Privacy Policy

Privacy is our product, not a byproduct.

Last Updated: April 24, 2026

CleanPrompt is built so document content stays on your device during the redaction workflow. This policy explains what information we collect, what stays local, what limited metadata leaves the browser, and how we use and retain that information.
HomeSecurityTerms of Service

The Local-First Standard

Unlike traditional SaaS, CleanPrompt processes your documents locally in your browser. We do not transmit, store, or process the following on our servers:

  • Source document text
  • Imported document files
  • Extracted entities and spans
  • Redacted output text

What We Collect

The product is designed to avoid collecting document body content during redaction, but some account, billing, analytics, support, and admin metadata is processed to operate the service.

Account & workspace data

When you sign in or use account-backed features, we process your email address, Supabase user ID, workspace membership, role, and entitlement state needed to provide access.

Billing & subscription data

Stripe processes payment details. CleanPrompt stores Stripe-issued customer or subscription identifiers plus billing tier, billing interval, billing status, and seat counts needed to manage entitlements.

Operational product telemetry

Account flows can record limited operational metadata in Supabase-backed tables, including sign-in, checkout, billing portal, and account deletion events with fields such as provider, tier, billing interval, result, reason, and next or return path.

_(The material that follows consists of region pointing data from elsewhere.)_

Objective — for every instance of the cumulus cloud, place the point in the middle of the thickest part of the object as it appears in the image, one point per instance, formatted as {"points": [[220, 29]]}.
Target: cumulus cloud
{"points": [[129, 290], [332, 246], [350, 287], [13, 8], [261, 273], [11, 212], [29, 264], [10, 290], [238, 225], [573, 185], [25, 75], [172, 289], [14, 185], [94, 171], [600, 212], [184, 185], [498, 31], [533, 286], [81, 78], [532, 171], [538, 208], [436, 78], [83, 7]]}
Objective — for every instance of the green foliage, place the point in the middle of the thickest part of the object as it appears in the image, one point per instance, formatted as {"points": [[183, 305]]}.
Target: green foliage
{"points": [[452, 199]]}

Sanitized redaction diagnostics

Supported local redaction failure states can record sanitized runtime diagnostics in Supabase-backed tables, such as browser family, OS family, source kind, pipeline stage, and coarse size buckets. These diagnostics exclude document text, spans, aliases, filenames, and exports.

Admin audit metadata

Supported admin flows can record metadata such as export type, file name, source file name, artifact hash, session ID, actor role, target email, or purchased seats. This is metadata, not document body content.

Contact submissions

When you use the homepage contact form, we collect your name, email address, optional company name, and message so we can respond.

Aggregate web analytics

We use Vercel Web Analytics for page-level usage and performance trends. Analytics events are sanitized to strip query strings and URL fragments before send, and the auth callback route is excluded.

How We Use Information

  • Provide sign-in, workspace access, team administration, and entitlement checks.
  • Process billing changes, Stripe checkout, billing portal access, and subscription state.
  • Respond to contact requests and deliver transactional email such as invitations or account notices.
  • Monitor service reliability, investigate failures, prevent abuse, and preserve admin auditability for supported account features.

Cookies & Browser Storage

Authentication cookies

Supabase uses cookies to keep signed-in sessions active.

Billing and checkout cookies

Stripe may use cookies during checkout and billing portal flows for fraud prevention and payment security.

Local browser storage

CleanPrompt currently stores a local post-edit rollout key in browser localStorage to keep client-side behavior stable across sessions.

The redaction workflow keeps document content in working memory rather than persisting it to application-managed localStorage or IndexedDB as part of document processing.

Third-Party Services

We rely on a small number of specialized providers to operate the product. Their role is limited to hosting, identity, billing, email, analytics, and spam prevention.

Supabase

Authentication, session state, account-backed product data, operational telemetry, and admin audit metadata.

Stripe

Payment processing, billing portal access, subscription records, invoices, and receipts.

Resend

Transactional email delivery for invitations, account notices, and homepage contact-form delivery.

Vercel

Application hosting and aggregate web analytics.

Cloudflare Turnstile

Spam protection on the marketing contact form. Verification requests can include the Turnstile token and client IP.

Retention & Deletion

Document content

By design, source document text, extracted spans, alias maps, and preview output are processed locally in the browser and are not sent to or processed on CleanPrompt servers as part of the redaction workflow.

Account and subscription metadata

Retained while needed to provide account access, billing state, and team administration.

Operational telemetry and diagnostics

User-linked operational events and sanitized redaction diagnostics are anonymized after successful self-service account deletion.

Exports and shared files

Once you download or share exported artifacts, their retention depends on your own device, storage provider, and sharing tools.

Billing records

Stripe retains billing records as required for payment operations, tax, and financial reporting.

Your Rights

Depending on your location and applicable law, you may have rights to access, correct, delete, or receive a copy of your account data, or to object to or restrict certain processing. To exercise a request, email privacy@cleanprompt.app. We may need to verify your identity before acting on a request.

Children's Privacy

CleanPrompt is not intended for use by children under the age of 13. We do not knowingly collect personal information from children.